# Is NO^- Paramagnetic or Diamagnetic?

Apr 7, 2016

The MO diagram for $\text{NO}$ is as follows (Miessler et al., Answer Key):

Quick overview of what the labels correspond to what MOs:

• $1 {a}_{1}$ is the ${\sigma}_{2 s}$ bonding MO.
• $2 {a}_{1}$ is the ${\sigma}_{2 s}^{\text{*}}$ antibonding MO.
• $1 {b}_{1}$ is the ${\pi}_{2 {p}_{x}}$ bonding MO.
• $1 {b}_{2}$ is the ${\pi}_{2 {p}_{y}}$ bonding MO.
• $3 {a}_{1}$ is the ${\sigma}_{2 {p}_{z}}$ bonding MO, but it's relatively nonbonding with respect to oxygen.
• $2 {b}_{1}$ is the ${\pi}_{2 {p}_{x}}^{\text{*}}$ antibonding MO.
• $2 {b}_{2}$ is the ${\pi}_{2 {p}_{y}}^{\text{*}}$ antibonding MO.
• $4 {a}_{1}$ is the ${\sigma}_{2 {p}_{z}}^{\text{*}}$ antibonding MO.

Since this is $\text{NO}$, if you add an electron to get to ${\text{NO}}^{-}$, you add it into the $2 {b}_{2}$ orbital, which is the $\setminus m a t h b f \left({\pi}_{2 {p}_{y}}^{\text{*}}\right)$ antibonding MO.

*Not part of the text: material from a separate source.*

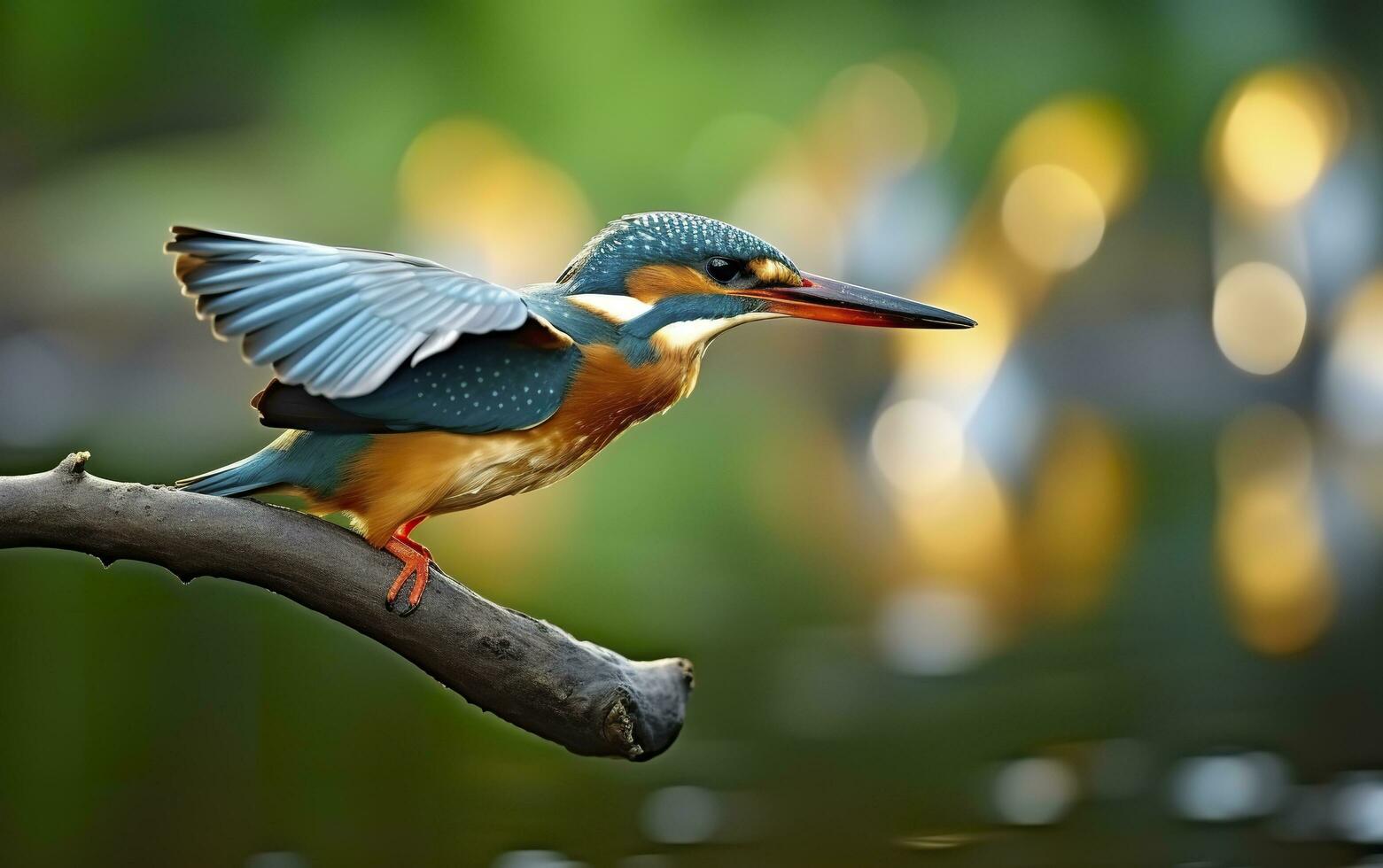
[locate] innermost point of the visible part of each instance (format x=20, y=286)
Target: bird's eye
x=722, y=268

That increases its paramagnetic properties, as there exist two unpaired electrons now instead of just one.

CHALLENGE: What does that do to the $N - O$ $\pi$ bond? Does it weaken or strengthen it? (Hint: Consider the bond order). What about $N {O}^{+}$? Is that diamagnetic, and how do you know?